Abortion

Alaska Legislature Leaves Medicaid Coverage of Abortions Unchanged Because Reps Hate Birth Control

Despite the most aggressive push yet, anti-choice legislators failed in their attempt to force poor women to give birth by cutting off abortion funding. Why? Because they hate birth control.

I should not have to choose between keeping my job and losing my dignity. Birth Control Pills via Shutterstock

In 2012 a backdoor attempt by the Alaska legislature to limit the kinds of abortions that could be funded by the state’s Medicaid coverage turned into a heated debate, and an effort to force through unconstitutional regulations on abortions. The state Supreme Court advised the Department of Health that the restrictions would likely be struck down, so the administration gave up its plan to limit Medicaid coverage for abortion care until the 2013 legislature took up the mantle once more.

Thankfully, the issue is being laid to rest once more. Despite pressure from bill sponsor Sen. John Coghill (R-North Pole), a bill to limit abortion coverage to cases of rape, incest or “serious health” reasons has failed to pass this session. Why? Because anti-choice legislators hate birth control.

SB 49 would have provided a list of medically-acceptable times in which a patient could access an abortion, including severe pre-eclampsia, ectopic pregnancies, pulmonary hypertension or pre-term labor with a dilation of at least 6 cm. Currently, in order for an abortion to be covered a doctor only needs to confirm it is necessary for the pregnant person’s health without giving a qualifying medical condition.

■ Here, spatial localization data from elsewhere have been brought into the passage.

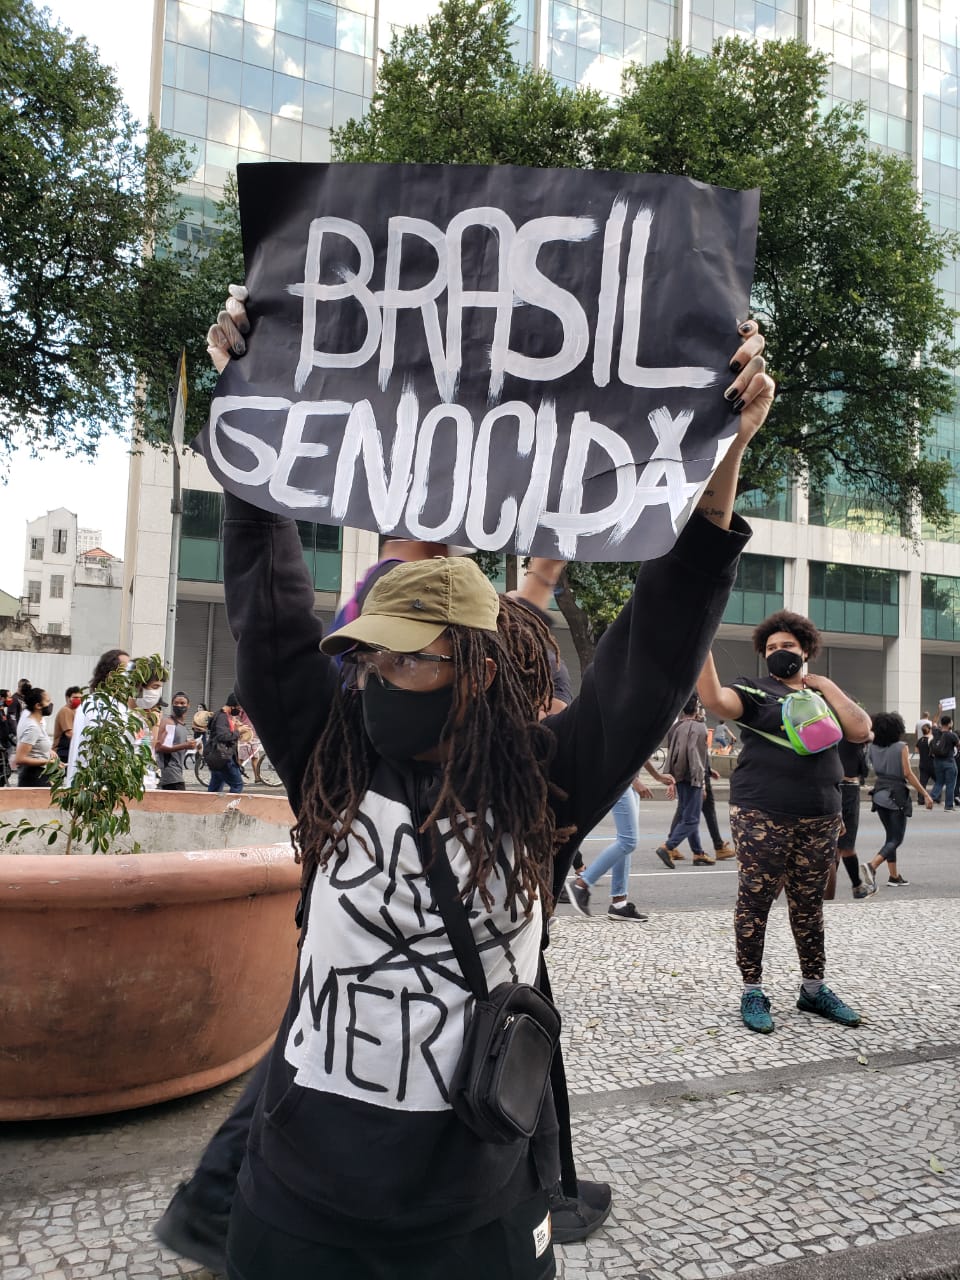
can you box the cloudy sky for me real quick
[0,1,154,595]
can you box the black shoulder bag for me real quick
[423,830,561,1146]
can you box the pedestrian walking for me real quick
[566,761,675,920]
[157,693,199,790]
[825,736,872,900]
[204,695,244,794]
[52,687,82,765]
[698,611,871,1035]
[928,714,959,810]
[916,723,935,803]
[655,694,711,866]
[862,712,932,890]
[66,649,131,784]
[14,686,58,787]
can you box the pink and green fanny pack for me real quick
[735,686,843,757]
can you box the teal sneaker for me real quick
[796,984,860,1027]
[740,989,775,1033]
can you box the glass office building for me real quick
[124,0,959,709]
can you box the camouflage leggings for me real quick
[730,806,843,985]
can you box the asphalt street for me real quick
[566,793,960,915]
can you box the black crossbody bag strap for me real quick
[420,826,490,1003]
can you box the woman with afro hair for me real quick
[698,610,871,1036]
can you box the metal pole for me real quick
[163,447,182,702]
[163,352,188,701]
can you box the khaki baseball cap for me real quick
[320,557,501,655]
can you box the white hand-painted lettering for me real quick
[206,172,756,558]
[285,790,541,1113]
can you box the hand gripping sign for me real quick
[196,162,759,562]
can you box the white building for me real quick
[21,508,124,654]
[23,507,76,637]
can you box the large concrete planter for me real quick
[0,790,300,1120]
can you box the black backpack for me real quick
[932,730,957,760]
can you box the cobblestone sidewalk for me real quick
[2,897,959,1278]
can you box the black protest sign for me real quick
[197,162,759,561]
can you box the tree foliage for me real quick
[0,0,193,462]
[136,177,246,445]
[333,1,957,666]
[602,39,957,527]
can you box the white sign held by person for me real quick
[196,162,760,561]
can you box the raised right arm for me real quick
[222,492,337,812]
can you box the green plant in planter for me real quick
[3,655,169,855]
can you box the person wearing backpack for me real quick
[697,611,871,1035]
[928,713,959,810]
[205,695,244,794]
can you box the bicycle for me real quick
[192,735,282,789]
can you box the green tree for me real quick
[335,3,957,668]
[334,0,610,169]
[603,39,957,528]
[0,0,193,461]
[136,177,246,444]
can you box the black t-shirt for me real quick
[730,675,842,817]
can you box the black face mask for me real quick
[767,649,803,681]
[361,678,455,762]
[172,705,187,718]
[42,702,54,717]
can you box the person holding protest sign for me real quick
[200,286,772,1278]
[697,614,871,1036]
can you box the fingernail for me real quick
[729,359,742,374]
[232,337,246,355]
[738,320,753,335]
[724,384,739,400]
[732,398,745,414]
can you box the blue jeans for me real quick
[582,788,638,899]
[208,759,244,793]
[930,758,958,809]
[666,781,704,854]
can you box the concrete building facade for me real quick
[125,0,960,715]
[21,509,124,655]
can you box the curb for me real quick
[735,1227,960,1280]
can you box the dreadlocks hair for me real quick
[293,603,572,914]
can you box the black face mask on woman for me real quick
[766,649,803,681]
[361,679,455,762]
[41,702,54,717]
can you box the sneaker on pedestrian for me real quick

Coghill’s bill ran into immediate opposition when he first drafted it to allow abortions for rape in the case that the crime was reported to police “promptly.” After public outcry, Coghill walked back his undefined “prompt” reporting requirement but left the rest of the proposal in place.

SB 49 passed the Senate in early April, but the House never took it up for a vote. The reason it failed? An amendment that would have required that the state pick up the vast majority of the tab for low-income family planning costs. The House attempted to reintroduce the bill without the family planning amendment but ran out of time, causing the whole bill to be shelved. When it comes to preventing pregnancy for low-income women, Alaska’s anti-choice contingent remains stoically opposed. According to the Alaska Dispatch, Alaska Family Action’s Jim Minnery told the Anchorage Daily News that “he would rather the bill not pass the House than have it pass with the family-planning amendment in tow.”

Now those are family values.

The bill will be taken up again for more debate in January of 2014.